On my Apache Tomcat server I have an OpenRDF Sesame triplestore to handle RDF triples related to users and documents and bidirectional links between such entities:

http://local/id/doc/123456 myvocabulary:title "EU Economy"
http://local/id/doc/456789 myvocabulary:title "United States Economy"

http://local/id/user/JohnDoe myvocabulary:email "[email protected]"
http://local/id/user/JohnDoe myvocabylary:hasWritten http://local/id/doc/123456

This triple state that user John Doe with email "[email protected]" has written "EU Economy" book.

A Java application running on multiples clients used such server through an HTTPRespository to insert/update/remove such triples.

Problems comes from concurrent connections. If a Java Client delete the book "456789" and an other Client simultaneously link the same book to "John Doe", then there may have a situation that "John Doe" links to a book that doesn't exists any more.

To try to find a solution I have made two transactions. The first one is (T1):

  • (a) Check if book id exists (i.e. "456789").

  • (b) If yes, link the given profile (i.e. "JohnDoe") to this book.

  • (c) If no, return an error.

The second one is (T2):

  • (d) Delete book by id (i.e. "456789").

The problem is if the sequence is (T1,a) (T2,d) (T1,b) (T1,c), there is again consistency issues.
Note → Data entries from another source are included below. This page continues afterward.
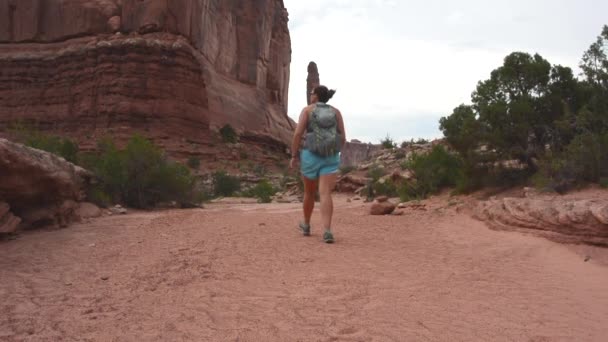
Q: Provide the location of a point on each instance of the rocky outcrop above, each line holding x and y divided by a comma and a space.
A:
560, 219
173, 70
40, 188
8, 221
355, 153
312, 80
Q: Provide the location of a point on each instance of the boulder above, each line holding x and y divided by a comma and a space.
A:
41, 188
8, 221
382, 208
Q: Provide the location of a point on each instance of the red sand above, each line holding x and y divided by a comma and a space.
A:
243, 273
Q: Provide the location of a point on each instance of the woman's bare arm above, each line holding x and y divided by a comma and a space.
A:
341, 125
300, 129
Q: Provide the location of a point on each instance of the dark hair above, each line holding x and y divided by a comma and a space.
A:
323, 93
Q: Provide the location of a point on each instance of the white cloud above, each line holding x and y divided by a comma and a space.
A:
399, 66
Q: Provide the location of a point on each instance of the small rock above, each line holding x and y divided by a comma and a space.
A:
118, 210
382, 208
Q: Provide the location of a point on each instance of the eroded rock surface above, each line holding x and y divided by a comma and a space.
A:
174, 70
561, 219
39, 187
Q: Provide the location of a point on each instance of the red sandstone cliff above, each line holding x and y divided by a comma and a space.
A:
174, 70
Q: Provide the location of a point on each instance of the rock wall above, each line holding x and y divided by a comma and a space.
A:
312, 80
355, 153
173, 70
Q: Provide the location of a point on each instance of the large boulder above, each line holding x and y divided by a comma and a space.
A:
40, 188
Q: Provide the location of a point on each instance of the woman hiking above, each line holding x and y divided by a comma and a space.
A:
322, 127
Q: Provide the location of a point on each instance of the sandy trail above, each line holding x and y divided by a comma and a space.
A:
243, 273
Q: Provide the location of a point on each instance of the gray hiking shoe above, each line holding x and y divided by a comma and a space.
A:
328, 237
305, 228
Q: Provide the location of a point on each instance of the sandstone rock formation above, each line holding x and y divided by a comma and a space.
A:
173, 70
39, 187
8, 221
355, 153
560, 219
312, 81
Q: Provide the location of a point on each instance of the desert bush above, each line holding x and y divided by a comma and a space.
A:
584, 160
400, 154
140, 175
344, 169
388, 143
434, 171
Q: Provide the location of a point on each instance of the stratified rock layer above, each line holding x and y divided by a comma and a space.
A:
173, 70
312, 80
564, 220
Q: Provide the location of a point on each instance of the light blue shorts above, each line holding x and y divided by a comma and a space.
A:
313, 166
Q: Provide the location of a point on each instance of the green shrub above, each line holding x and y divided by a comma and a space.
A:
583, 160
228, 134
194, 163
225, 184
405, 143
259, 170
434, 171
388, 143
344, 169
400, 154
140, 175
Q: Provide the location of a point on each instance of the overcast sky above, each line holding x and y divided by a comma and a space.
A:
400, 65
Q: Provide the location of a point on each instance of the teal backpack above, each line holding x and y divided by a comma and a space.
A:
322, 136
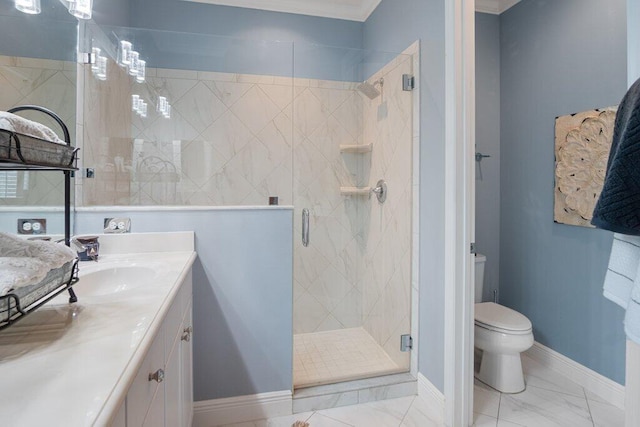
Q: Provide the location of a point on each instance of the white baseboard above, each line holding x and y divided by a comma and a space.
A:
607, 389
210, 413
431, 396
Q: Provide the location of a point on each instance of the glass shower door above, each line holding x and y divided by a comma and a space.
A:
352, 280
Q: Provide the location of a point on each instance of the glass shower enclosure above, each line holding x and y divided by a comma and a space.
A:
326, 130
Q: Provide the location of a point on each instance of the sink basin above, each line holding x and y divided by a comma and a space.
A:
113, 280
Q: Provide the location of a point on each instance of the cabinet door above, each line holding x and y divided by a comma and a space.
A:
155, 416
143, 390
173, 400
186, 369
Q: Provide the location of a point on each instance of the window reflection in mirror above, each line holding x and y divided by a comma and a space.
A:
37, 67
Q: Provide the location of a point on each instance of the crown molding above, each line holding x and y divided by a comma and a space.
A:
352, 10
495, 7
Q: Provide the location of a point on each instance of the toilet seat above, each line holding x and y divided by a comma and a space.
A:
498, 318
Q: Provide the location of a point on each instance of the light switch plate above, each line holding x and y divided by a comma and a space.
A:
117, 225
32, 226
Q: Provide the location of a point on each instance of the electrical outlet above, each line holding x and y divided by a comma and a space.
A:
117, 225
32, 226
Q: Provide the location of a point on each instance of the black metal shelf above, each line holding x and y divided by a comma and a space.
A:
27, 153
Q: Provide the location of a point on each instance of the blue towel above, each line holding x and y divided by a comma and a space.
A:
618, 208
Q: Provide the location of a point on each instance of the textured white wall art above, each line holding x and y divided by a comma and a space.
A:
582, 146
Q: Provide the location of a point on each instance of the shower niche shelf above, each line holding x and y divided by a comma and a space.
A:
355, 191
356, 149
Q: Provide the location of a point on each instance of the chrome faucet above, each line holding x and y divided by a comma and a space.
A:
88, 247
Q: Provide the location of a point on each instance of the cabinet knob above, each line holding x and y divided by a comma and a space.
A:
186, 336
157, 376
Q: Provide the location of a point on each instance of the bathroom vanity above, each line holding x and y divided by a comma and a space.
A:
121, 355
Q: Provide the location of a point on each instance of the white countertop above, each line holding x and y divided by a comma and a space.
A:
72, 364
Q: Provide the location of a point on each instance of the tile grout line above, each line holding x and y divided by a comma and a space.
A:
586, 399
407, 411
My question is: how to handle locking (like MySQL FOR UPDATE or GET_LOCK) to properly isolate such transactions with sesame ?

1

There are 1 best solutions below

0
On BEST ANSWER

Older versions of Sesame (2.7.x and older) support no transaction isolation over HTTP. In a HTTP connection, transactions merely batch operations together at the client side, but no lock is obtained from the server, so there is no way to control isolation in this scenario.

So the only way to deal with this in older Sesame versions is to be robust in your queries, rather than relying on full data consistency (which is a bit of an odd concept in a schemaless/semi-structured data paradigm anyway). For example in this particular case, make sure that when you query for the books linked to a profile, the book data is actually there - don't just rely on the reference.
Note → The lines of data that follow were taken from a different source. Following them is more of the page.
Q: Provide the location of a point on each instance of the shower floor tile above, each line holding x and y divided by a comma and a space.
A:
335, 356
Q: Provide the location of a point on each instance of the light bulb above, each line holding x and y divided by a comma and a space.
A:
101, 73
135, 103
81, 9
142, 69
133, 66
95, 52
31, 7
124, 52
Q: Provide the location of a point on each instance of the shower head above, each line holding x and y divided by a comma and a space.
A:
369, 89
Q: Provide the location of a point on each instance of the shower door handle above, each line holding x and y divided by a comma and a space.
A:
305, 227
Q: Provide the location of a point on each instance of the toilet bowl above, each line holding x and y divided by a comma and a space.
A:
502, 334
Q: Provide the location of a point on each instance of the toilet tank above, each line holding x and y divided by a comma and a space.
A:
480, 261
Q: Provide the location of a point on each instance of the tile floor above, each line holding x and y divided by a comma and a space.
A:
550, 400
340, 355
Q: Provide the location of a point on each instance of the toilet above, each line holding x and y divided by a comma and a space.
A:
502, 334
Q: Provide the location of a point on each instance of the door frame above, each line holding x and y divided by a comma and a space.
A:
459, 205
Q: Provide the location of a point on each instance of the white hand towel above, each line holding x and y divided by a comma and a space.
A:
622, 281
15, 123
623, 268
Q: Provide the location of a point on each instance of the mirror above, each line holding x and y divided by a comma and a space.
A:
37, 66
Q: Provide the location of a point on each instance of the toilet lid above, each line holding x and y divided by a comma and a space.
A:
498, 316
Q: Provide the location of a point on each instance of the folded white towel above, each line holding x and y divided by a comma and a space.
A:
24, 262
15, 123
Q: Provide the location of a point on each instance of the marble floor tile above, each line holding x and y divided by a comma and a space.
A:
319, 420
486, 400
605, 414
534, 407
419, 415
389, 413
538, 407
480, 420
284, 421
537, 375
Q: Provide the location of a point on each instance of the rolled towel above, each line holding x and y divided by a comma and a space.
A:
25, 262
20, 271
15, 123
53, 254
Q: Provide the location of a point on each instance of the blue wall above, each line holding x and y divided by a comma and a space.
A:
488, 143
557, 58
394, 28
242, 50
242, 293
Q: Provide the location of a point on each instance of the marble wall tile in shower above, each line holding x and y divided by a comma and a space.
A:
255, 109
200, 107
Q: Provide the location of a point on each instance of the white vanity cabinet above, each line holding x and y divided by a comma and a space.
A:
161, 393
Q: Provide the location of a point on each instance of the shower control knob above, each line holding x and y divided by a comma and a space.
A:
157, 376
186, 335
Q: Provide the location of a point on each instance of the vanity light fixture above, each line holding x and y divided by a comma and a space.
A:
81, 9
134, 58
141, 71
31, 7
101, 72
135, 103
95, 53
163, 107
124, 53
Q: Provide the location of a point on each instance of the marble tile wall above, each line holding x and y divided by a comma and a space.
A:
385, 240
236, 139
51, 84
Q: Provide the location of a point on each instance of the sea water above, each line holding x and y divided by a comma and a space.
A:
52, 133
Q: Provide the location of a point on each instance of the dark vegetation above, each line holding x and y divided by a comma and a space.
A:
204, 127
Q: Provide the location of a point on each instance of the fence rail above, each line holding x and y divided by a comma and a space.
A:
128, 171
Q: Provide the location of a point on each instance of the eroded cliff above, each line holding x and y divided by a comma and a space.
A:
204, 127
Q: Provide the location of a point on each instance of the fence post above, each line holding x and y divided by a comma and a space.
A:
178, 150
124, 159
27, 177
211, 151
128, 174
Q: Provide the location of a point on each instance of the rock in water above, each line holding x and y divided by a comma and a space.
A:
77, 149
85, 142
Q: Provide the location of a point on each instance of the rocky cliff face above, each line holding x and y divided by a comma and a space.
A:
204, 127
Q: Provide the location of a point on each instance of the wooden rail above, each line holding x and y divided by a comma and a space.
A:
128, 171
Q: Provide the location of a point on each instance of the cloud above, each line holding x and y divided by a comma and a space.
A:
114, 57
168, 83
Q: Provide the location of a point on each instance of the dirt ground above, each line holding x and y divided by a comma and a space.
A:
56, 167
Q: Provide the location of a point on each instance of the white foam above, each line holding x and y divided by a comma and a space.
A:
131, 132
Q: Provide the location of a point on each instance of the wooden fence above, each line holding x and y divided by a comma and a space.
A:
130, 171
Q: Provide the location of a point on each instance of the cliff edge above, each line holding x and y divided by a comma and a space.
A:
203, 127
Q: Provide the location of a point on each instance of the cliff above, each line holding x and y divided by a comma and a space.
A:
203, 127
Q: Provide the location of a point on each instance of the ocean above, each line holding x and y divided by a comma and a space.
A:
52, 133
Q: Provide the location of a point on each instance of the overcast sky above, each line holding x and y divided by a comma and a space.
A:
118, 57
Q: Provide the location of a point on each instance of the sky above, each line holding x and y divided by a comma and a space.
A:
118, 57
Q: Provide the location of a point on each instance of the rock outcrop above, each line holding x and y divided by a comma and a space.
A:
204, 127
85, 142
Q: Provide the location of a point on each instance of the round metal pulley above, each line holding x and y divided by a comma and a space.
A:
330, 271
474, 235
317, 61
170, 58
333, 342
In Sesame 2.8 and newer, however, full transaction isolation support is available over HTTP, and additional control over the exact transaction isolation level is available as well, on a per-transaction basis. The locking scheme is dependent on the specific triplestore implementation you use.
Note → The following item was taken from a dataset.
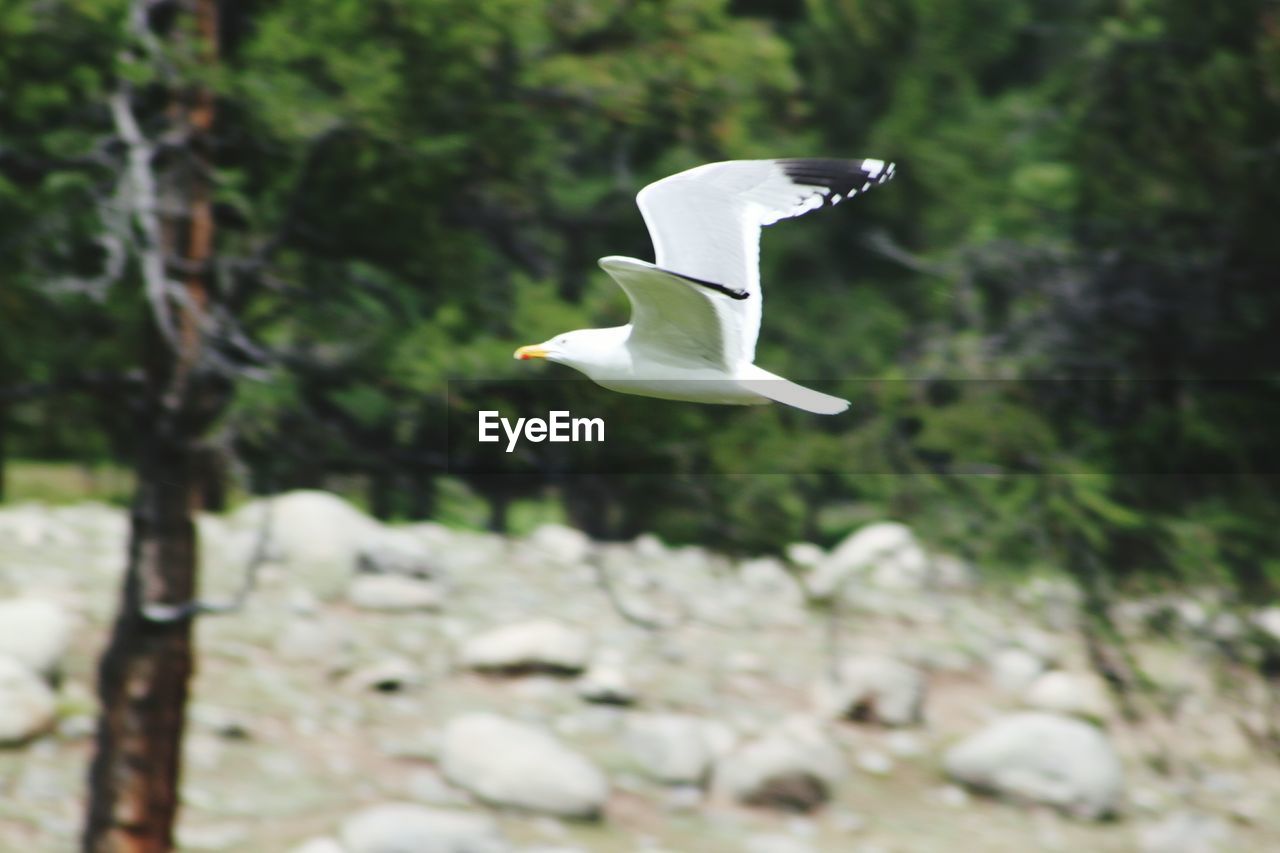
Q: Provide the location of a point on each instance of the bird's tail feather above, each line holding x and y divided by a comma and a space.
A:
785, 391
Sesame's native store uses optimistic locking, which means that it assumes a transaction to be able to make the update it wants to, and throws an exception when a conflict occurs. Setting the isolation level for a transaction controls how the store handles locking for concurrent transactions. The Sesame Programmers manual has more details on transaction handling and the available isolation levels. The default isolation level for transactions on the native store is SNAPSHOT_READ.

As for your example transactions: in the default isolation level, T1 and T2 both observe consistent snapshots of the store for their queries, and the sequence as you sketch it plays out: T1 sees the book exists, thus adds it to the profile, and T2 gets to delete it. The end result will be that the profile is linked to a non-existent book - but actually, this is not technically an inconsistency, because T2 does not do any verification on whether a particular book is used in a profile, or not. No matter which transaction isolation level you use, if in your scenario T2 gets executed after T1, the end result will be a link to a non-existent book. If you want to ensure that you cannot get into that situation, you need to extend T2 to do a check that the book about to be deleted is not linked to a profile, and make the isolation level SNAPSHOT or SERIALIZABLE.